Elections are a fundamental aspect of a democratic system, as they provide citizens with the opportunity to choose their leaders and hold them accountable for their actions. When elections are delayed, citizens are denied this right, and their voices are silenced. This undermines the very foundation of democracy, which is built on the principle of popular sovereignty.

As there is a lot of talk about “election stalling” tactics now and former prime minister Imran Khan claims that the present PDM-led government is frightened to hold elections we need to travel back in time to observe what transpired in 1977 when the same tactics were used.

Despite the fact that the scenarios in 1977 and 2023 were significantly different, it is never too late to learn from history.

General elections were scheduled for Pakistan in 1977 after the Pakistan People’s Party (PPP), the country’s leading party, had served out its mandate. The postponement of the polls, however, sparked a political crisis that eventually resulted in a military coup.
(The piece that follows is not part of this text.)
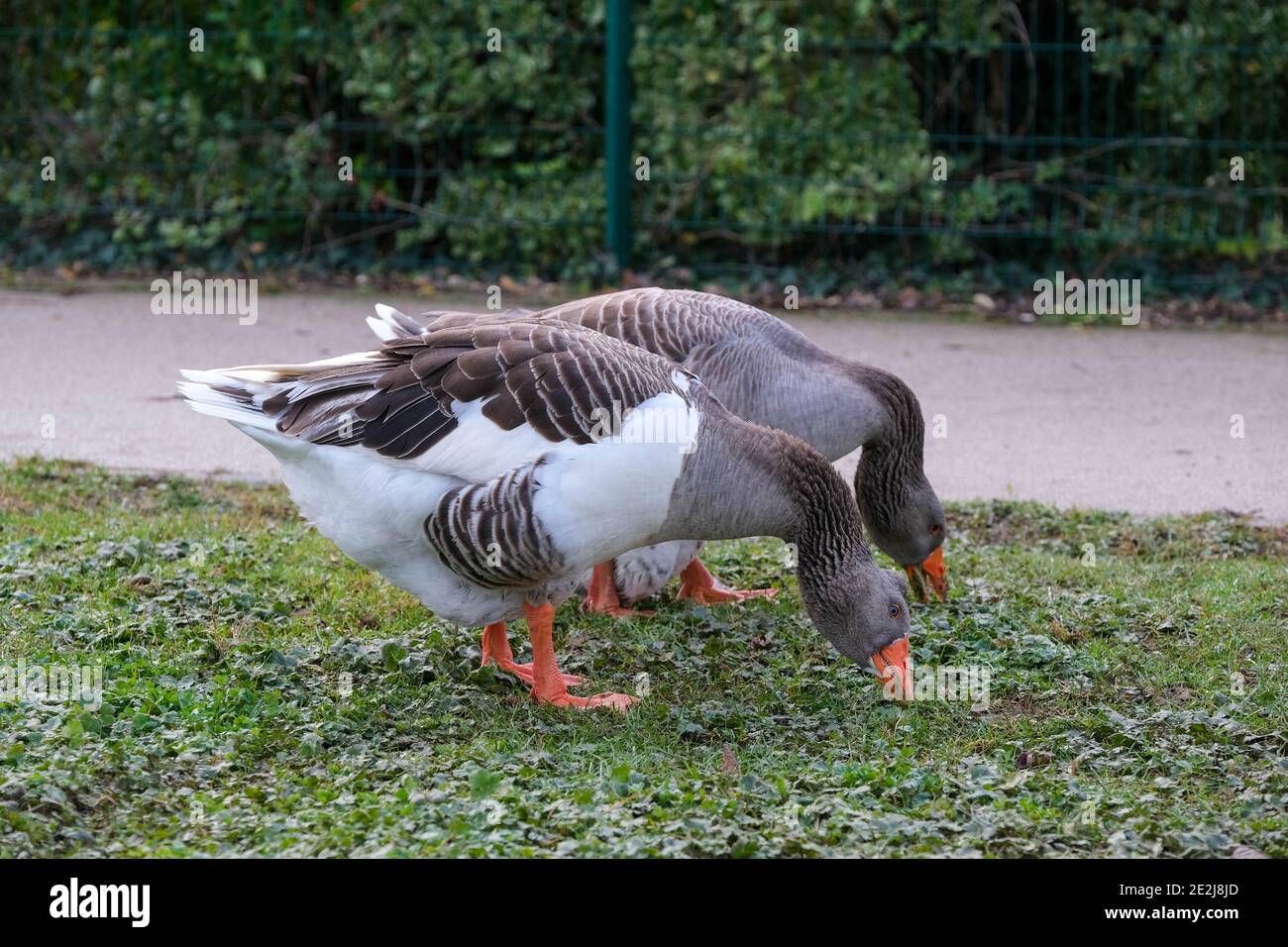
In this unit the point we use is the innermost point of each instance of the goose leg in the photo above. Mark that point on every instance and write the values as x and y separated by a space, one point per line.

The PPP was accused of rigging the election, and the opposition parties urged the government to hold free and fair elections. As a result of the opposition’s demands going unmet by the PPP government, headed by Prime Minister Zulfiqar Ali Bhutto, there were large demonstrations and strikes nationwide.

The military, under the command of General Zia-ul-Haq, intervened as the demonstrations grew more violent and established martial law. The military seized power after Bhutto was detained.

The military government promised to hold new elections within 90 days, but these were postponed several times. Finally, the elections were held in 1985, eight years after they were originally scheduled. However, these elections were held under a non-party system, which was heavily criticized by the opposition parties.

The delay in holding the elections was a significant blow to Pakistan’s democracy. The military government that came to power after the coup was authoritarian and oppressive as per many analysts who used to cover events at that time. The military regime was characterized by human rights abuses, censorship, and a crackdown on political dissent.

In addition, the postponement of the elections created a political void that allowed the military to take over the administration. In consequence, military rule weakened democratic institutions and increased the military’s influence over politics.

In Pakistan’s history, the postponed elections in 1977 were a significant turning point. Due to the delay, a political crisis developed, which ultimately resulted in a military coup and the decline of democracy in the country. Today, Pakistan is still dealing with the effects of these incidents as it struggles with issues relating to democracy and military interference in politics.

Elections are a key component of a democratic society because they provide people the chance to select their leaders and hold them responsible for their actions. Elections that are postponed deny citizens their rights and muffle their voices. The cornerstone of democracy, which is based on the idea of people’s sovereignty, is being threatened by this.

Delaying elections can create a political vacuum that we are currently experiencing in Pakistan, which can be exploited by authoritarian leaders or groups to seize power. Without regular elections, there is no mechanism in place to ensure that leaders are held accountable for their actions or to prevent them from amassing too much power.

Election delays can undermine public confidence in democratic institutions as people start to doubt whether their government truly represents their interests. Political unrest, demonstrations, and other types of social and political instability may result from this.

It may also have an impact on the economy because unstable political regimes may make foreign partners and investors wary of doing business with them. This may result in a slowdown in economic growth and a worsening of inequality and poverty.